(I wrote this for my April 13 column in Sun.Star Cebu)
I remember writing about my Holy Week experience in Bocawe, Barangay Sapangdaku Cebu City and a reader, who apparently has relatives up there, asking me where the hell Bocawe was. Well, Bocawe, after the few families that used to live there left, has already been gobbled up by Sitio Lupa, Barangay Pamutan.
Anyway, back to the reminiscing. Aside from eating kurakol (plant snail) on Maundy Thursday, the one that sticks in my mind was the marathon singing or the pasyon in a house up a slope on Good Friday. Imagine nature’s silence being broken by songs as old as your ancestors. For a lowlander like me, that was strange and fascinating.
Another Holy Week, in Sitio Lubo, Barangay Bonbon. One night, I was in the yard of a house and espied orange lights going to Barangay Buot-Taup. Curious, I asked our host where the people were going. To watch Linambay, she said. Unfortunately, I didn’t have time to watch shows like that then.
Years later, when I was already a reporter, I had the urge to write about the Linambay as a Holy Week feature. Nothing came out of the plan, lost as I was later in other concerns. Still, I would say there are practices in Cebu’s hinterlands that have not been taken over by modernity and need to be preserved.
I mean, Holy Week is not only about what we have been harping on, like going to Boracay or, in the case of Cebu, flocking to Bantayan. It is not only about Gilbert Bargayo being nailed to a cross, or the Buhing Kalbaryo in Guadalupe or the Station of the Cross in Banawa. Or the Sugat in Minglanilla.

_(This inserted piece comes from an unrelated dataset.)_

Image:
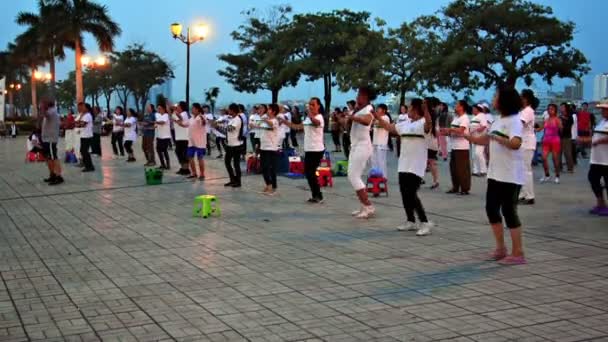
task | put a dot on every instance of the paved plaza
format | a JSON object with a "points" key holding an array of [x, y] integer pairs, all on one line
{"points": [[104, 257]]}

By the way, it looks like all the buzz about my home place, Camotes, is paying off. My cousin Gaga asked me for more information about the resorts in San Francisco because they planned to go there. One of my bosses in Sun.Star, Orlando Carvajal, said his family would be spending the Holy Week, too, in San Fran.
Well, if you do not like being in a heavily crowded place like Boracay and Bantayan, go to Camotes. There’s no fiesta atmosphere there, only peace and calm conducive to meditation. And the sands in San Fran are as fine and as white as the others, the sea even clearer and purer. Nearby would be my hometowns Poro and Tudela.
As for my family, we’d stick it out here, as usual. There’s the ritual, too: procession on Good Friday in Pardo and station of the cross. Then there’s the Sugat in Minglanilla, that is if we are able to wake up early, and the Kabanhawan festival. Throughout all these, getting lost in the spiritually that Holy Weeks conjure.